Fantôme de la lune

    Quand je viens vers toi, tu viens vers moi. Quand je m’assois juste en face de toi, tu t’assois juste en face de moi. Quand je tends le bras vers toi, tu tends le tien vers moi. Je te suis, tu me suis, deux parfaites imitatrices, mais aucune de nous n’ose jamais aller jusqu’au contact. Une interaction où tout passe par des jeux de regards, par des gestes, sans un seul mot. Tu m’intimes le silence d’un doigt sur ta bouche, et je comprends ta requête en posant le mien sur mes lèvres. C’est irréel, c’est un rêve, c’est un fantasme, et j’en oublie si je suis éveillée.

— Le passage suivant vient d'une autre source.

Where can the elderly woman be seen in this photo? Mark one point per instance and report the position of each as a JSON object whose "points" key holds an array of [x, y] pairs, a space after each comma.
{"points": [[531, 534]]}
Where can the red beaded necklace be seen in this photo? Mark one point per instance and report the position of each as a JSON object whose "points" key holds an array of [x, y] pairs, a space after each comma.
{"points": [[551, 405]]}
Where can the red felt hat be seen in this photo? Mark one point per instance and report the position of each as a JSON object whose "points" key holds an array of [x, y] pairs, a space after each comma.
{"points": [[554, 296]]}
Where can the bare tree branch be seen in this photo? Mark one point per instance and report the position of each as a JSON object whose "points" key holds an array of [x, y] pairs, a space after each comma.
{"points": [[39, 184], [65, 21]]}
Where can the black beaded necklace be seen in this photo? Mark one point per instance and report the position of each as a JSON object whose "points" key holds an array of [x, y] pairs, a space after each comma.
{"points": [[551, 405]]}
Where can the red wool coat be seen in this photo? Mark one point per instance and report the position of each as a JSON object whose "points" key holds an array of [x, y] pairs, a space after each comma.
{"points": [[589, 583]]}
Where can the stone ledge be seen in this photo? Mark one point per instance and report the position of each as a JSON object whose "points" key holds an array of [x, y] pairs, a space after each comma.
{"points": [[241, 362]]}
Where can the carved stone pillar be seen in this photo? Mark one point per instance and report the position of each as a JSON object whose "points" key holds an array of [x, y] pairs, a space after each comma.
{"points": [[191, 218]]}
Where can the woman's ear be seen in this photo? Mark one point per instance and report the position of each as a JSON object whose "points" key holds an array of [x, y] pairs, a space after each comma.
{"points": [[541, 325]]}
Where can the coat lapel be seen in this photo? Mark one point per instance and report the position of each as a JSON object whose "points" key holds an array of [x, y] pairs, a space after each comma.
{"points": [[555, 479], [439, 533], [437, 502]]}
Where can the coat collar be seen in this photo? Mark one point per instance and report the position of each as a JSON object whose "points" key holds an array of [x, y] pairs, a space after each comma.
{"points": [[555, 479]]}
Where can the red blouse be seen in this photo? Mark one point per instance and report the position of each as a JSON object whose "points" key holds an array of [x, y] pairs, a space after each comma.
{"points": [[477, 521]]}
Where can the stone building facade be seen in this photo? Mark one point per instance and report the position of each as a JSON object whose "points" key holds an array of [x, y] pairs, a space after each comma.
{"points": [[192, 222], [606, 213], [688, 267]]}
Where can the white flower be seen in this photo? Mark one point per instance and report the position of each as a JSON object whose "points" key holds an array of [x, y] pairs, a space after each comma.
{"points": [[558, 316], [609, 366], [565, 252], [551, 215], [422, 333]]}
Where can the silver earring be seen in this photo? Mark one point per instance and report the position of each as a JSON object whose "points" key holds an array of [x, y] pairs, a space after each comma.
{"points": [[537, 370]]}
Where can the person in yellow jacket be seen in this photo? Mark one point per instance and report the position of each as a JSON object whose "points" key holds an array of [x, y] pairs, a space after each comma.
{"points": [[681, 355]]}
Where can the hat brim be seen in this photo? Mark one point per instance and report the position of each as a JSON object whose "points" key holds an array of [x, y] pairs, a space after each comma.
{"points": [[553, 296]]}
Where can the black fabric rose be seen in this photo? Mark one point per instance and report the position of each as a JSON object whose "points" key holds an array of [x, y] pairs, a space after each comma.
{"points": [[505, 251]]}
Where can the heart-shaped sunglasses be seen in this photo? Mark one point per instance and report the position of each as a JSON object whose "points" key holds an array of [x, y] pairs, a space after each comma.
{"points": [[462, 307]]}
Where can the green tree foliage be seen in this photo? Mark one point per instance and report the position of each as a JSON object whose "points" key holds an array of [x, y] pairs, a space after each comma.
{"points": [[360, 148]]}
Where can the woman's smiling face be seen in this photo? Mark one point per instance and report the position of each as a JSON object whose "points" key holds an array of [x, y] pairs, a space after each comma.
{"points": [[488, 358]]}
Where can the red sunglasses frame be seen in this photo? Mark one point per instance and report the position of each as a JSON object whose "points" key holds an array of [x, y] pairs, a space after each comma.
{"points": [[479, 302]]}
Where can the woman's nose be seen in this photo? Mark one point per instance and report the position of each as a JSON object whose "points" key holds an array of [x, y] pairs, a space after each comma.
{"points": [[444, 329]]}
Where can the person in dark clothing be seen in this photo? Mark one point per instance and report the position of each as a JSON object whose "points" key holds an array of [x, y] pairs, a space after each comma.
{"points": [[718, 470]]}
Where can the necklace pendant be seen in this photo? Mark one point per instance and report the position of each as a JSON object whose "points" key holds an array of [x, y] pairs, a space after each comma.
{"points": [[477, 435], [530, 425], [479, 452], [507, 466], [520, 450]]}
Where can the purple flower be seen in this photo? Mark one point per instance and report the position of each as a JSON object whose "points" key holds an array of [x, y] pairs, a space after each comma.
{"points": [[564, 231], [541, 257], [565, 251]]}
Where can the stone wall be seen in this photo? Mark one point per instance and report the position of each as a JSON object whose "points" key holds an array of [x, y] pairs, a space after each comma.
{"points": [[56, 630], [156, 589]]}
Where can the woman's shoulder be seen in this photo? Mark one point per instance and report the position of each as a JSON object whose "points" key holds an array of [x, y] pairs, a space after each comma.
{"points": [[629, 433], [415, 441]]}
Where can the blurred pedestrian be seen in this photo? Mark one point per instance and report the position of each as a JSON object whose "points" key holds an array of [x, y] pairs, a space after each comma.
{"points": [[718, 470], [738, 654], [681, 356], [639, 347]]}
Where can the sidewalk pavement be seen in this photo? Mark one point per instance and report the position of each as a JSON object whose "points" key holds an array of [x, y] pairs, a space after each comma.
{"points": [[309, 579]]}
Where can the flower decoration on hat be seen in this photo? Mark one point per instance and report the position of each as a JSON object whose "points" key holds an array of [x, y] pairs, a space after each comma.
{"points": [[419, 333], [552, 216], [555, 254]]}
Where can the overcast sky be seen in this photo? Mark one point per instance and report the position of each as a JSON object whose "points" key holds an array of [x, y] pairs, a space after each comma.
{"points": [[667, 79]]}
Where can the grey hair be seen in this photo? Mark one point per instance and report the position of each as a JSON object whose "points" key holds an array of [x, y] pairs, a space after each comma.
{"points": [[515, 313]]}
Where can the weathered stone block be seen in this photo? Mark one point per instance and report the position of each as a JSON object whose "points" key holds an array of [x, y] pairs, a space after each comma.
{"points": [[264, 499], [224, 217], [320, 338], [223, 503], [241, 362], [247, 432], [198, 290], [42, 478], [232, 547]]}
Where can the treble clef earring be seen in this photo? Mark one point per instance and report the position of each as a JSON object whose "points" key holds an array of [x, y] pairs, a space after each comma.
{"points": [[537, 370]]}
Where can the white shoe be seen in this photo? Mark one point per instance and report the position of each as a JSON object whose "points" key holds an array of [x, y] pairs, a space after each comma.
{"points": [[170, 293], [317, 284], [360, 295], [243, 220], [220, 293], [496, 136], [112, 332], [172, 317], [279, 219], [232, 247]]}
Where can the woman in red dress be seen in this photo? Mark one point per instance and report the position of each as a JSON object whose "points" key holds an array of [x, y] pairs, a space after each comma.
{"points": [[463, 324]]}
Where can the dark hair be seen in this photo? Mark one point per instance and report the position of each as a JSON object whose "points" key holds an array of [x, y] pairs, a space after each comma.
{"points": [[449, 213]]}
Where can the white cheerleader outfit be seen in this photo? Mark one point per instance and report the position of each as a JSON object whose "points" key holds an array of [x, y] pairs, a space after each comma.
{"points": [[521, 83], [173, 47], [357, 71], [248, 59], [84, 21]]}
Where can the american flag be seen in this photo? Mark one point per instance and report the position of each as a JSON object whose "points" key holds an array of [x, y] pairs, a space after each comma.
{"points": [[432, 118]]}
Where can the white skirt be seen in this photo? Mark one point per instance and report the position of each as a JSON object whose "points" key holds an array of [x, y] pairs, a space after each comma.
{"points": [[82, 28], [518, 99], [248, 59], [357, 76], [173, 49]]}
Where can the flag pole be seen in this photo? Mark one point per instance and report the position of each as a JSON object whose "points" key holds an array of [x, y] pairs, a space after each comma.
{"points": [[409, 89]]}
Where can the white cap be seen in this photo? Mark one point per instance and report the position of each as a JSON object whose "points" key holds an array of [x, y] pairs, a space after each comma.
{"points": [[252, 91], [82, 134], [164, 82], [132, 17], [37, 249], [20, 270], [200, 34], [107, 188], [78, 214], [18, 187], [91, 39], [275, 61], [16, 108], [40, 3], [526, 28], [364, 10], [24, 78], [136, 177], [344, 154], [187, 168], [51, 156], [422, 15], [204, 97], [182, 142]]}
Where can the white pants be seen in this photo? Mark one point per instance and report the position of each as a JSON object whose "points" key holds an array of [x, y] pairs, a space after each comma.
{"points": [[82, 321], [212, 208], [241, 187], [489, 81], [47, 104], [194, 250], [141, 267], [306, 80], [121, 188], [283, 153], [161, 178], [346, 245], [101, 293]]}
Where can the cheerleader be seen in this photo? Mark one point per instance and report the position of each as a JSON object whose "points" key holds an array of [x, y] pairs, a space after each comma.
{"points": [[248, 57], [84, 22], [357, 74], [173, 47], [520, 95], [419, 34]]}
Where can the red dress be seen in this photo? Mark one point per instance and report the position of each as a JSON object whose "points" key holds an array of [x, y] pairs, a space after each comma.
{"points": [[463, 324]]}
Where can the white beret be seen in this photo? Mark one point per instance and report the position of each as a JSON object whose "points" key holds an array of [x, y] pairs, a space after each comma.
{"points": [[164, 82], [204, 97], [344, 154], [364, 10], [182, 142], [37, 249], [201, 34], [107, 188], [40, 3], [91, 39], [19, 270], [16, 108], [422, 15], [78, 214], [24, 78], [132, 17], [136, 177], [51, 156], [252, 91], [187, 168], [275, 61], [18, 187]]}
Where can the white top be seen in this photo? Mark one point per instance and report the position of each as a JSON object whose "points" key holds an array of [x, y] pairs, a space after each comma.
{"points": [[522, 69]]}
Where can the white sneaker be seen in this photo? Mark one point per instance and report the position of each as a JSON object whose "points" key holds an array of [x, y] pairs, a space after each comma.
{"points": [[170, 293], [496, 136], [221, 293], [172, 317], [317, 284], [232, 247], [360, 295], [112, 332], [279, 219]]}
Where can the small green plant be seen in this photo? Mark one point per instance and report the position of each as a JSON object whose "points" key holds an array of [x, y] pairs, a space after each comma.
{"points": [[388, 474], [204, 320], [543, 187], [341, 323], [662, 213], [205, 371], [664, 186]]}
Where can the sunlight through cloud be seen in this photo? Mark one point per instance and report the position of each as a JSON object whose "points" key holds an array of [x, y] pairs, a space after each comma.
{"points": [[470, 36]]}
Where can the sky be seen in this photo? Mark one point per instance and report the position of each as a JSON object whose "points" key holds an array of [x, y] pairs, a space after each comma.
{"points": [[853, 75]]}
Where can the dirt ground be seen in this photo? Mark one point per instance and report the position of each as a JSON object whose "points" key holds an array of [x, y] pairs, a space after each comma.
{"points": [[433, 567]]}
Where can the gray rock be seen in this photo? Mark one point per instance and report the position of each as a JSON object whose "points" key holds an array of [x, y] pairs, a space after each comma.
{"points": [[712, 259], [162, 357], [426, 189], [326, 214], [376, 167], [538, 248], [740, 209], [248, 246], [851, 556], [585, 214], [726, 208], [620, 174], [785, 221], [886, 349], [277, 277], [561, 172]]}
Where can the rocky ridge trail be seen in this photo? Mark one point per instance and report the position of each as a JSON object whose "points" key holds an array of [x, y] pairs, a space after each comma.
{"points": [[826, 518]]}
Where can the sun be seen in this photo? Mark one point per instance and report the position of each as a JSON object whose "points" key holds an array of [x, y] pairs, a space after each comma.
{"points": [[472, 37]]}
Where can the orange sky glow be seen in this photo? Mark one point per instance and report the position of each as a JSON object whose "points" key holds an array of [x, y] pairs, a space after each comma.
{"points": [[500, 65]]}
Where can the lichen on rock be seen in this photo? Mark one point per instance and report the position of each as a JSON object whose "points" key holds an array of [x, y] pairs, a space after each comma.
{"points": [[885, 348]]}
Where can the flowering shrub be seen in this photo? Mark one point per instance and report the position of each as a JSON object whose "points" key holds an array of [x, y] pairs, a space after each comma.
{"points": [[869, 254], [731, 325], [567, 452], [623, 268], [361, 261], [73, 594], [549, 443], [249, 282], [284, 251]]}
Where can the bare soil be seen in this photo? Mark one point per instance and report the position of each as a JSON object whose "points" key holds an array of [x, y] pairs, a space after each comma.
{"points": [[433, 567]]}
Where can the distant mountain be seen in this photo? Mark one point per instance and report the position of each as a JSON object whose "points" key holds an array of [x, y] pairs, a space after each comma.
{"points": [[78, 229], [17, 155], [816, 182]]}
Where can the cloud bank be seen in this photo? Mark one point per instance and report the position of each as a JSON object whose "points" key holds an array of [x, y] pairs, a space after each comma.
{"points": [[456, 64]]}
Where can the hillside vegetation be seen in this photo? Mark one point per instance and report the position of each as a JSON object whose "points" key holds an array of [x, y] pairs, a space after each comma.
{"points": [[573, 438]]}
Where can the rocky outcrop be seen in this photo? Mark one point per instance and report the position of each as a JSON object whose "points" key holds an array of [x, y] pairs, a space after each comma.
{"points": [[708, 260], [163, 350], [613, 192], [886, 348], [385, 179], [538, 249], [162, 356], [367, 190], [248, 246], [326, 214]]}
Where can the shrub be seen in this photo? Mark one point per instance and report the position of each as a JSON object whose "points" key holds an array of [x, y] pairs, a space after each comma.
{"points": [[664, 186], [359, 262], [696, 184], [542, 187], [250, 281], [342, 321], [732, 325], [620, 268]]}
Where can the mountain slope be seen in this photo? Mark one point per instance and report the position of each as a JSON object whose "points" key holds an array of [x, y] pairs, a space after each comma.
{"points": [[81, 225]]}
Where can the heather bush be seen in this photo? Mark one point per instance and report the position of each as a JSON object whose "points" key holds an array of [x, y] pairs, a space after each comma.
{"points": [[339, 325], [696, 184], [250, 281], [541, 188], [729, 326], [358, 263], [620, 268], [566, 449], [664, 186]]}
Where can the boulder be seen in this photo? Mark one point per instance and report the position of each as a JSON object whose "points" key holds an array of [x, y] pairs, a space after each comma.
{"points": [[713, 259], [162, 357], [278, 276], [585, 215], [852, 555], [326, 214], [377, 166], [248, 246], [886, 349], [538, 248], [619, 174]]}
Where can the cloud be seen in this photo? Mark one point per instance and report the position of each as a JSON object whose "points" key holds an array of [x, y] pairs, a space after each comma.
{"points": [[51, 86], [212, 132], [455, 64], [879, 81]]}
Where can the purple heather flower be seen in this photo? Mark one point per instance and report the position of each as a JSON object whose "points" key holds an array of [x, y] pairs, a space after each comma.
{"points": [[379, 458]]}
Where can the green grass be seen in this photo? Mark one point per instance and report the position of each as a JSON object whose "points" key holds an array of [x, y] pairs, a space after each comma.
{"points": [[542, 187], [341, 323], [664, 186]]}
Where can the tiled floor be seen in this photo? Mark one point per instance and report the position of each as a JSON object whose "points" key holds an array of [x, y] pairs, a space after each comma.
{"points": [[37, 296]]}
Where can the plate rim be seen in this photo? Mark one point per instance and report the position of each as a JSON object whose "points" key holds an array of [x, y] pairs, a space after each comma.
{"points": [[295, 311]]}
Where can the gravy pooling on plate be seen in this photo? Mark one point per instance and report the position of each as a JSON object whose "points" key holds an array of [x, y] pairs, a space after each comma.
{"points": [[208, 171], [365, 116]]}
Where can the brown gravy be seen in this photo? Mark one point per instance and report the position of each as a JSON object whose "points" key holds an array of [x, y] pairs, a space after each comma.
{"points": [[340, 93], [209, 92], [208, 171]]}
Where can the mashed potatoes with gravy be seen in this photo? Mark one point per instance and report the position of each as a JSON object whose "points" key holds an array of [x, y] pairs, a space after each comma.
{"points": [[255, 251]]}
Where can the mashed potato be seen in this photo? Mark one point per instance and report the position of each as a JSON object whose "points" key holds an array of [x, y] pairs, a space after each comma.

    Je veux te prendre dans mes bras, je veux caresser ton visage, je veux connaître ton goût en mêlant tes doigts aux miens, alors je commence un geste que tu réciproques, mais nous voilà figées à nouveau. La main en suspens, à quelques centimètres, je reste en retrait. Je ne peux pas avoir ce courage, et quand je fixe tes yeux la bouche entrouverte, j’y retrouve tout un tas d’émotions et de sentiments, de l’envie au désespoir, mais surtout la trace d’une tristesse certaine, mélancolie et déception.

    Je recule, tu recules. Je détache mon regard et le pose ailleurs, plus loin, derrière toi, au-dessus de toi. Le ciel n’est pas bleu, pas tout à fait gris, mais coloré d’un entre-deux sans rien de très notable dans son temps. Le soleil est caché par les nuages blanchâtres, les contours flous de la lune sont dessinés quelque part, pâles en ce début de journée. L’air semble frais, peut-être doux, et du coin de l’œil, je remarque bien que toi aussi, tu as levé la tête vers le ciel.

    Le vent fait claquer tes cheveux, mais tu ne les replaces pas tout de suite hors de ta vue. Ils tombent devant ton visage, te gênent sûrement, t'empêchent d'observer autour de toi comme tu le voudrais. Je te suggère de les attacher et lorsque tu me vois former deux couettes avec les miens, tu te résignes à faire de même avec les tiens. Ils sont longs, cependant, alors comme ils sont attachés sur le côté et non en une queue-de-cheval ou un chignon à l'arrière, ça ne change pas tant la donne que ça.

    Je veux m'abandonner à toi. J'en ai assez de toute cette timidité. Dès que j'hésite, je vois de nombreux regrets dans ta façon de te comporter. Dès que tu hésites, je ressens aussi un pincement au fond de ma poitrine. J'entreprends un geste que je ne pourrais pas interrompre une fois lancé. Aujourd'hui, je me laisse tomber dans tes bras, et l'écho d'un lac ou des débris de verre m'accueille. J'atteins ton côté, j'atteins ton monde, mais je te perds de vue. J'en perds la vue. Je perds.